Personal information
- Full name: Bowman Nixon
- Born: 25 July 1984 (age 41) Yarrawonga District Hospital
- Original teams: Yarrawonga / Calder Cannons
- Draft: 21st, 2002 AFL draft
- Height: 191 cm (6 ft 3 in)
- Weight: 88 kg (194 lb)

Playing career^{1}
- Years: Club / Games (Goals)
- 2004: Collingwood / 3 (0)
- 2005: Hawthorn / 1 (0)
- Total:  / 4 (0)
- ^{1} Playing statistics correct to the end of 2005.

= Bo Nixon =

Bowman "Bo" Nixon (born 25 July 1984) is a former college captain of Assumption College, Kilmore and Australian rules footballer who played with Collingwood and Hawthorn in the Australian Football League (AFL). Upon completion of his playing career, Nixon graduated with a bachelor of laws degree from Monash University and commenced practicing as a banking lawyer with international law firm, Norton Rose Fulbright.

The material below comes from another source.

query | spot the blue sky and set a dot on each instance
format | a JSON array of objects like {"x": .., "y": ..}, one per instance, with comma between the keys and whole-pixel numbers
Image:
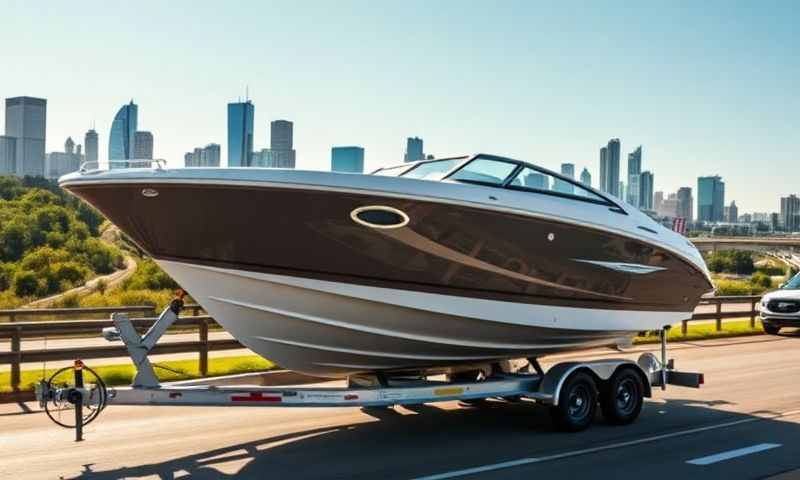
[{"x": 706, "y": 87}]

Nixon was drafted while at the Calder Cannons, but is originally from Yarrawonga. He didn't feature in the 2003 AFL season, when Collingwood were grand finalists, but made three appearances in 2004. At the end of the year he had surgery to remove a malfunctioning kidney.

He was traded to Hawthorn prior to the 2005 season, along with the seventh selection of the 2004 AFL draft, Jordan Lewis, in return for draft picks 10 and 37. His only senior AFL game came in round 16 against the Kangaroos at Docklands and he had 11 disposals. After being delisted he joined Port Melbourne.